Casings, Florida, Inc. v. Williams

389 So. 2d 705 | Fla. Dist. Ct. App. | 1980

389 So.2d 705 (1980)

CASINGS, FLORIDA, INC. and American Mutual Insurance Company, Appellants,
v.
John L. WILLIAMS, Appellee.

No. TT-131.

District Court of Appeal of Florida, First District.

October 30, 1980.

Eugene N. Betts, Fort Lauderdale, for appellants.

T.J. Cunningham, West Palm Beach, for appellee.

BOOTH, Judge.

This cause is before us on appeal from an order of the Judge of Industrial Claims awarding $25,000 in attorney fees without specifying any basis therefor. Appellee argues that a review of the transcript of the hearing for attorney fees indicates that the judge took into account the factors enunciated in Lee Engineering and Construction Company v. Fellows, 209 So.2d 454 (Fla. 1968), and that Tinsley v. City of St. Petersburg, 373 So.2d 675 (Fla. 1979), permits this *706 court to affirm the award where it is clear from the record that the factors in Lee Engineering were considered.

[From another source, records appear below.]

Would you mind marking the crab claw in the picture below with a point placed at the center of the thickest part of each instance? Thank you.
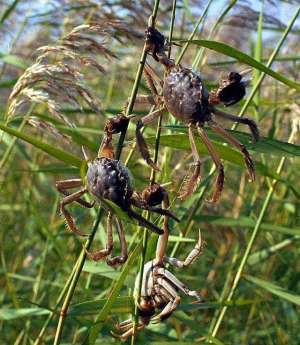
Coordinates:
(232, 89)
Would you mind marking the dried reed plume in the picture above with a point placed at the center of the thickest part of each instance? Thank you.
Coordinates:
(56, 78)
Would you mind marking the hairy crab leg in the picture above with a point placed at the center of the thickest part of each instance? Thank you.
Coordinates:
(178, 284)
(100, 254)
(144, 222)
(167, 311)
(193, 181)
(68, 200)
(162, 241)
(129, 333)
(152, 77)
(63, 185)
(249, 163)
(145, 99)
(244, 120)
(191, 258)
(220, 178)
(124, 254)
(142, 145)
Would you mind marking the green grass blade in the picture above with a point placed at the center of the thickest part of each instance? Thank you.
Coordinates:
(245, 222)
(120, 305)
(59, 154)
(275, 289)
(95, 329)
(244, 58)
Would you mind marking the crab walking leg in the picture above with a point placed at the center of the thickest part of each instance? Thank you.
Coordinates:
(167, 311)
(178, 284)
(144, 222)
(113, 261)
(192, 182)
(68, 200)
(100, 254)
(151, 76)
(142, 145)
(244, 120)
(145, 99)
(191, 258)
(249, 163)
(129, 333)
(217, 161)
(62, 187)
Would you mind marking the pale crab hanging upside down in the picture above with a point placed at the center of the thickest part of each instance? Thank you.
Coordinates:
(109, 179)
(184, 95)
(160, 288)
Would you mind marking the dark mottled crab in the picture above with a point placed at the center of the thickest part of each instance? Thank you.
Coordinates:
(185, 96)
(160, 288)
(109, 179)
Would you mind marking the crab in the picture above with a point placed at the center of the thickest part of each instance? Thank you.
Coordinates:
(184, 95)
(108, 179)
(160, 289)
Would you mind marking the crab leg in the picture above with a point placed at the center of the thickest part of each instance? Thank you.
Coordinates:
(167, 311)
(141, 143)
(68, 200)
(129, 333)
(244, 120)
(249, 163)
(178, 284)
(62, 187)
(151, 76)
(192, 183)
(124, 254)
(100, 254)
(162, 241)
(144, 222)
(191, 258)
(217, 161)
(145, 99)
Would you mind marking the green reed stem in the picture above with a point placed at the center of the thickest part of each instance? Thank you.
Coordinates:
(200, 53)
(250, 244)
(269, 63)
(271, 188)
(152, 181)
(82, 257)
(193, 33)
(72, 283)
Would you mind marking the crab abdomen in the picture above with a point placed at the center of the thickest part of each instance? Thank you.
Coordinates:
(185, 95)
(108, 178)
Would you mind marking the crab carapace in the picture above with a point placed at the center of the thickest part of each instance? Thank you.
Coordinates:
(184, 95)
(109, 179)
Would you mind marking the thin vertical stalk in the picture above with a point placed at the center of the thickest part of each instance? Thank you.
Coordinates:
(193, 33)
(136, 82)
(152, 181)
(200, 53)
(74, 280)
(82, 257)
(269, 63)
(271, 188)
(250, 243)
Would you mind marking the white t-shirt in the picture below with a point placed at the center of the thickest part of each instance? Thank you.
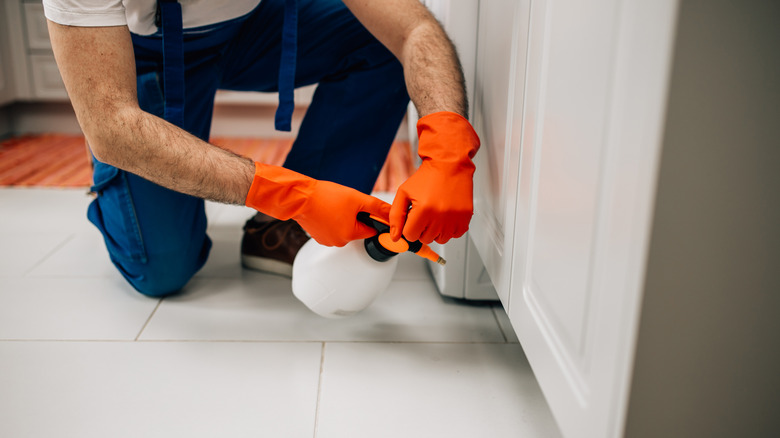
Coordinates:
(139, 15)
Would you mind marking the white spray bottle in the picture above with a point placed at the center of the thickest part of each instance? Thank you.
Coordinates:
(336, 282)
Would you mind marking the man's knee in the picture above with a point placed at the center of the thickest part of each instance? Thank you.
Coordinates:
(164, 275)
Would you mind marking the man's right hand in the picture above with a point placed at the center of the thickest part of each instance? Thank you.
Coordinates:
(326, 210)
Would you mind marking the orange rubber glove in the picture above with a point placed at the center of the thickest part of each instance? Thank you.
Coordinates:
(436, 202)
(326, 210)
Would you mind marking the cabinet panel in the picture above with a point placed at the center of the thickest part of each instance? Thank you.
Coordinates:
(47, 82)
(500, 70)
(592, 124)
(563, 219)
(36, 29)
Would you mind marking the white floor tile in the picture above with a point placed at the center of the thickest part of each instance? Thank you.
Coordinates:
(505, 323)
(262, 307)
(21, 251)
(84, 255)
(72, 308)
(132, 389)
(44, 210)
(225, 257)
(430, 390)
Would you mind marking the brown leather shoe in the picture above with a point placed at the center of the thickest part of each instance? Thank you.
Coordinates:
(271, 245)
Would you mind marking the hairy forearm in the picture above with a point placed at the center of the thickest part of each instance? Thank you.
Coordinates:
(434, 77)
(98, 69)
(154, 149)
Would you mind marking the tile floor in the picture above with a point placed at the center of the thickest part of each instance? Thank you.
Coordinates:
(236, 355)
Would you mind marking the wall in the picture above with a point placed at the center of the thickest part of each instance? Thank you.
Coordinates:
(708, 350)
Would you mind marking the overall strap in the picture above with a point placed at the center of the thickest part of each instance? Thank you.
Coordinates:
(173, 60)
(283, 120)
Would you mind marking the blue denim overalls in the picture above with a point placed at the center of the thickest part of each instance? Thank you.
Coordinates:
(157, 237)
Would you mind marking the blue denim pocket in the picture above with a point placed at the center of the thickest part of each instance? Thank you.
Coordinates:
(113, 213)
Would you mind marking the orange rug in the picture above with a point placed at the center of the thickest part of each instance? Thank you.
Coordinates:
(60, 160)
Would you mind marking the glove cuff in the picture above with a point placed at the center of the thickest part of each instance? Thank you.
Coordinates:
(446, 136)
(278, 192)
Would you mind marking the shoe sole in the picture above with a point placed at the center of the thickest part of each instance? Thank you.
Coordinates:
(266, 265)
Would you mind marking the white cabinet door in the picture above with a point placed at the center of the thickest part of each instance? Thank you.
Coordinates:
(591, 132)
(500, 72)
(7, 89)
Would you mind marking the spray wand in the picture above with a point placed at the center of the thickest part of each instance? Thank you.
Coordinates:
(381, 246)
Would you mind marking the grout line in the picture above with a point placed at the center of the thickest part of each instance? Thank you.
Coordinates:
(48, 255)
(500, 328)
(319, 391)
(149, 319)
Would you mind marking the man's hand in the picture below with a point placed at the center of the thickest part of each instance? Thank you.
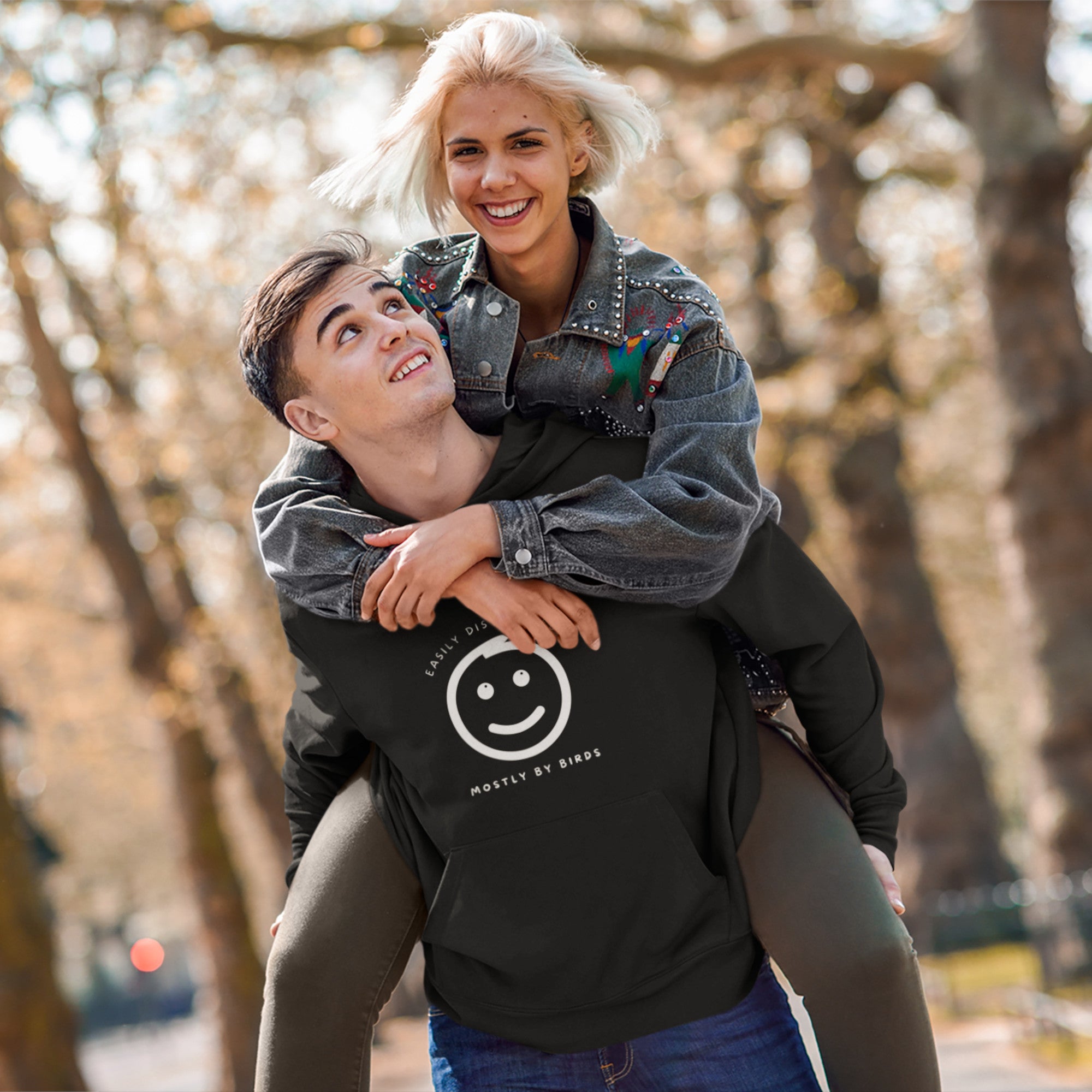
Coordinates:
(426, 560)
(527, 612)
(886, 873)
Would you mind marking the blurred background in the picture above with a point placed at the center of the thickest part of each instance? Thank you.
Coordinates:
(893, 200)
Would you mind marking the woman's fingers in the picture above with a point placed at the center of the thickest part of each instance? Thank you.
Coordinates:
(391, 537)
(375, 587)
(886, 873)
(389, 599)
(533, 623)
(581, 615)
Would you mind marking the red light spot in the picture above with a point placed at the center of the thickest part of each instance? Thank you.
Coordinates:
(147, 955)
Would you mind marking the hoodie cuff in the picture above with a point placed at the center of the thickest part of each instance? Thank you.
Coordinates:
(523, 547)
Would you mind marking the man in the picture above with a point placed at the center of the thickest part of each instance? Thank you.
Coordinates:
(508, 775)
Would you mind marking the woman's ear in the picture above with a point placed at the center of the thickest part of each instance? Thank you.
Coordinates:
(308, 422)
(581, 147)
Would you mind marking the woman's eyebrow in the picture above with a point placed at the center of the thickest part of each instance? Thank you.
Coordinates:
(519, 133)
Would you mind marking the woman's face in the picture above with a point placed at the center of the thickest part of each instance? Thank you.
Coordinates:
(509, 167)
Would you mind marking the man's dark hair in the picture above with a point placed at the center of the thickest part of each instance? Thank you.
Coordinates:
(271, 315)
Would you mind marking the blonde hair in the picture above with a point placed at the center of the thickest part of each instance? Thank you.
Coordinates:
(406, 169)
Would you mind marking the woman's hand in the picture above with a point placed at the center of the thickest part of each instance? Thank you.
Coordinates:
(886, 873)
(426, 560)
(527, 612)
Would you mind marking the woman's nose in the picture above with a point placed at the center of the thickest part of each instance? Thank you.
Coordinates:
(497, 174)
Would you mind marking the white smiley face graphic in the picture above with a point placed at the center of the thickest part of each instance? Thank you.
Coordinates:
(494, 698)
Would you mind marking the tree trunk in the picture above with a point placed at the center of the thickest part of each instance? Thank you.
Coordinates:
(1046, 372)
(38, 1028)
(949, 833)
(949, 828)
(238, 974)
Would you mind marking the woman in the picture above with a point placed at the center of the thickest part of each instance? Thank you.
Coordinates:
(505, 122)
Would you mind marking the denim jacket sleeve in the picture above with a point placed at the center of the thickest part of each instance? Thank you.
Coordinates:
(791, 612)
(678, 533)
(312, 540)
(324, 749)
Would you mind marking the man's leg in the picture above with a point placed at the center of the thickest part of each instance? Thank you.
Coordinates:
(818, 908)
(353, 916)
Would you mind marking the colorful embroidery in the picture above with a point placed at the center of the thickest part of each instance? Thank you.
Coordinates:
(625, 362)
(420, 293)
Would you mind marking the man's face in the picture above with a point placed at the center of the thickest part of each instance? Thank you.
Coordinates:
(371, 364)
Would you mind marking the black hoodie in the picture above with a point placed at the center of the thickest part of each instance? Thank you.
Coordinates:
(573, 814)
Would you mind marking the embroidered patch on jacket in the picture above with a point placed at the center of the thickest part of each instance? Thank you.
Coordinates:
(624, 362)
(420, 292)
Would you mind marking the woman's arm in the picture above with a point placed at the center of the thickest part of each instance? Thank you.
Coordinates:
(668, 524)
(674, 532)
(789, 609)
(311, 538)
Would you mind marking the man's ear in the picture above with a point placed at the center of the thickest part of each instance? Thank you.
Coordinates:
(308, 422)
(581, 143)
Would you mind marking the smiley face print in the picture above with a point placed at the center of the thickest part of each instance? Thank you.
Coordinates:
(507, 705)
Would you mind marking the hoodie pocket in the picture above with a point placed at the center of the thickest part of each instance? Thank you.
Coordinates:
(575, 911)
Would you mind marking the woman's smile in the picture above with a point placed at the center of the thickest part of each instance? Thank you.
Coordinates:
(505, 215)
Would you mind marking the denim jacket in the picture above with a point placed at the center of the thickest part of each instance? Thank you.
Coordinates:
(644, 350)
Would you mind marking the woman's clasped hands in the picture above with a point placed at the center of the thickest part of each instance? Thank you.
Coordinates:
(449, 559)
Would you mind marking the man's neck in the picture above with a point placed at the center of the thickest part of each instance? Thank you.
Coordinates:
(425, 471)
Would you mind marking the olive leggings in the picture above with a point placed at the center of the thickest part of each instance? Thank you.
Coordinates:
(355, 911)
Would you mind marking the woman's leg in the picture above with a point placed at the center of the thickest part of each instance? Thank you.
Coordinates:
(818, 908)
(354, 913)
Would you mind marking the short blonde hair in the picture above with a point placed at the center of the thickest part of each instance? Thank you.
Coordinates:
(406, 169)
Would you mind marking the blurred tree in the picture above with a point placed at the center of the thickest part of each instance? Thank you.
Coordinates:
(1030, 168)
(38, 1027)
(159, 660)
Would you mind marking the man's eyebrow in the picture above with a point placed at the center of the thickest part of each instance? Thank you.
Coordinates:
(331, 315)
(374, 287)
(381, 286)
(519, 133)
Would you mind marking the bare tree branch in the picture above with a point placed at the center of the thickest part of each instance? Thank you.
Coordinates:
(893, 67)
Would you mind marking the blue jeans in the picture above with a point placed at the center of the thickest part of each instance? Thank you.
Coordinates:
(753, 1048)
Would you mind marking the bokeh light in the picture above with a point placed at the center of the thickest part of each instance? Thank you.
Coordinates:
(147, 955)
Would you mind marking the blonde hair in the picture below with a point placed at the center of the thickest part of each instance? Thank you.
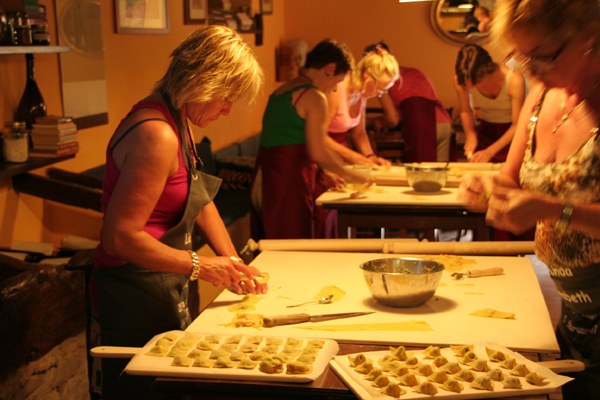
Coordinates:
(560, 19)
(213, 62)
(381, 64)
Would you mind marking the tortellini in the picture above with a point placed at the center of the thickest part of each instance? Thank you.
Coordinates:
(512, 382)
(520, 370)
(495, 355)
(373, 374)
(439, 361)
(408, 380)
(452, 385)
(426, 388)
(483, 383)
(270, 366)
(451, 367)
(298, 367)
(182, 361)
(424, 370)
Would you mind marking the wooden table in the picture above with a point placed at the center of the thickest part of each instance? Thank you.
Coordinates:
(403, 208)
(292, 279)
(327, 387)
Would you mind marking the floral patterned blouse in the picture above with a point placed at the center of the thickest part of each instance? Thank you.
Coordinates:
(577, 178)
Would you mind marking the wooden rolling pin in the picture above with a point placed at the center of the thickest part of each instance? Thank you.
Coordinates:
(358, 245)
(467, 248)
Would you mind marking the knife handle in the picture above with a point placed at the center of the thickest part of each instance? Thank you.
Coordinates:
(285, 319)
(474, 273)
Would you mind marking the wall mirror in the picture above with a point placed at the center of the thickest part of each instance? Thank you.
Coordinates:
(83, 75)
(462, 21)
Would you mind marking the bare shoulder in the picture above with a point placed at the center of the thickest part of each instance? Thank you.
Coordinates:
(312, 101)
(150, 138)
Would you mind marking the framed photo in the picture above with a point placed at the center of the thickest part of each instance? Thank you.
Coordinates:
(194, 12)
(266, 7)
(149, 17)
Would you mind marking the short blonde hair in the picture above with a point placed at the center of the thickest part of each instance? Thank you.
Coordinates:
(380, 62)
(213, 62)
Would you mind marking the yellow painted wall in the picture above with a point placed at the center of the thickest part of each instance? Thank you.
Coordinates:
(405, 27)
(133, 64)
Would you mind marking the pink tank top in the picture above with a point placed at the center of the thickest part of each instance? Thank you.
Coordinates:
(171, 204)
(342, 121)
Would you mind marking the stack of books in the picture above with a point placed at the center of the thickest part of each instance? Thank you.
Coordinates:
(54, 136)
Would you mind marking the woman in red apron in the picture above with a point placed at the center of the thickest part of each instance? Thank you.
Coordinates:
(155, 196)
(292, 142)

The record reveals that, at the end of the hearing, the judge stated: "When you come into the courtroom it becomes Lee Engineering and the Canon of Ethics... ." This, however, is the only indication that the judge took the requisite criteria into account. In Tinsley, the Florida Supreme Court held (373 So.2d at 676):

A review of the JIC's order reveals that every factor prescribed by this Court in Lee Engineering was expressly considered by him in reaching the conclusion that a fair and reasonable fee was $22,500... . [T]he award in Volpe[1] was reversed because the IRC was at a loss to determine the basis of the JIC's award in view of the fact that there was nothing in the order awarding the fee which indicated that Lee Engineering had been followed and there was no competent evidence of the number of hours spent by claimant's counsel. In the present case, neither of these problems exist as the JIC expressly considered all the factors in Lee Engineering after first determining that competent and substantial evidence supported a finding that petitioner's counsel had spent 250 to 300 hours obtaining benefits. (e.s.)

The order here fails to reveal any factor upon which the judge relied in arriving at the award and is, therefore, on its face insufficient.[2] Under Tinsley and authorities cited therein, the appellate court is not required to review the record and speculate on the basis of the award.

Accordingly, the order below is reversed and the cause remanded for entry of a new order in compliance herewith.

ROBERT P. SMITH, Jr., and SHAW, JJ., concur.

NOTES

[1] Volpe v. Sirozotti and Natale Nobili Construction Co., IRC 2-3171 (1977).

[2] Lamar West Florida, Inc. v. Corbett, IRC 2-3367 (1978), and Dade County Department of Health v. Barager, IRC 2-3343 (1978).